A big problem launched during the Biden years is the misleadingly named “Inflation Reduction Act.” The Treasury Department says the IRA, passed in 2022, “enhanced or created more than 20 tax incentives for clean energy and manufacturing.” Those may be admirable goals, but they have nothing to do with the fact that the dollar isn’t worth as much as it used to be. And make no mistake: after the IRA came a deluge of devaluation.
Biden’s response was to admit that the IRA wasn’t given a proper title. “I wish I hadn’t called it that because it has less to do with inflation than it has to do with providing alternatives that generate economic growth,” he told reporters.

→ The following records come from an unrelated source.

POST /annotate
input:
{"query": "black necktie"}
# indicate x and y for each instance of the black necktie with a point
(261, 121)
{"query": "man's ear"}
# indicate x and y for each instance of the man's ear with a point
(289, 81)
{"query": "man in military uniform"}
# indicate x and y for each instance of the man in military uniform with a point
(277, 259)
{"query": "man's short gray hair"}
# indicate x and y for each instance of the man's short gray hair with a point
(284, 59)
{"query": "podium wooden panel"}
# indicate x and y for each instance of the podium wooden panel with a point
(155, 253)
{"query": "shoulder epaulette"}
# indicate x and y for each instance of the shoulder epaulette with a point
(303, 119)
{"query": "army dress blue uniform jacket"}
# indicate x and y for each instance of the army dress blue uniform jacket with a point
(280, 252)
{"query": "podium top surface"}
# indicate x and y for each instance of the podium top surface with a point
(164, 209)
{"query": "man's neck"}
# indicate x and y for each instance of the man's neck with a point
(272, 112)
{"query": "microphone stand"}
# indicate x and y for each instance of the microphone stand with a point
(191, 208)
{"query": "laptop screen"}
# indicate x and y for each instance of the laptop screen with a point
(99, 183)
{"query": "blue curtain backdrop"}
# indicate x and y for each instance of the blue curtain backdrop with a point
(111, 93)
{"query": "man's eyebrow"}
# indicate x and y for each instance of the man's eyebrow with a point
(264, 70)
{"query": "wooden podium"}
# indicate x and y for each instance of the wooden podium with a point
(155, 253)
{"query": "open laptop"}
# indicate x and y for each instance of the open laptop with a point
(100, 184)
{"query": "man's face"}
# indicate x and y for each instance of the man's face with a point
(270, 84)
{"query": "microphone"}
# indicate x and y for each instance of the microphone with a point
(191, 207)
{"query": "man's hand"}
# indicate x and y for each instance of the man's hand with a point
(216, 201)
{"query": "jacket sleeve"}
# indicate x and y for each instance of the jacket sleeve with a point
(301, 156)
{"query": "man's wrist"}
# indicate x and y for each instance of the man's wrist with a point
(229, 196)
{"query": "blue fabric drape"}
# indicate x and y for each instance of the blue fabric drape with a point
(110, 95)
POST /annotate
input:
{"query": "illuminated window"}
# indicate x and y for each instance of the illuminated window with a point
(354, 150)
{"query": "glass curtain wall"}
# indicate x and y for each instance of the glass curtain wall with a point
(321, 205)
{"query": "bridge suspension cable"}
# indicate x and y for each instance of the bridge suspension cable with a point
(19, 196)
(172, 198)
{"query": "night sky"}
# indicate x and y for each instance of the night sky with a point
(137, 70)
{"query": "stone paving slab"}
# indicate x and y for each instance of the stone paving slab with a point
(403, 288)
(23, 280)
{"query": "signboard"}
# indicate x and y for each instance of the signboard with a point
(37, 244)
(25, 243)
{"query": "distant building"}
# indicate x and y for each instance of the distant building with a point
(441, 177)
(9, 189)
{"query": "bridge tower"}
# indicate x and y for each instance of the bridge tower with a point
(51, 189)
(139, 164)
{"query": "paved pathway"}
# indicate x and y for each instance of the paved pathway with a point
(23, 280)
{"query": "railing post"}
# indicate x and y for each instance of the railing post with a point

A useful title for the bill would involve what it actually does: the “devaluation of currency.” This takes a longer-term view than the ever-fluctuating prices of consumer goods. But when a currency is devalued, it removes incentives to save.
For example, a person with $100,000 in an IRA expects to be able to cover several years of retirement with that money. However, if the value of the currency plunges while the person waits to turn old enough to actually access the money, the $100,000 may only be enough to buy a loaf of bread. If that. In Weimar Germany, BBC writes, “a loaf of bread, which cost 250 marks in January 1923, had risen to 200,000 million marks in November 1923.” In such a devaluation, the $100,000 in the IRA would, of course, remain $100,000. It would be vastly devalued.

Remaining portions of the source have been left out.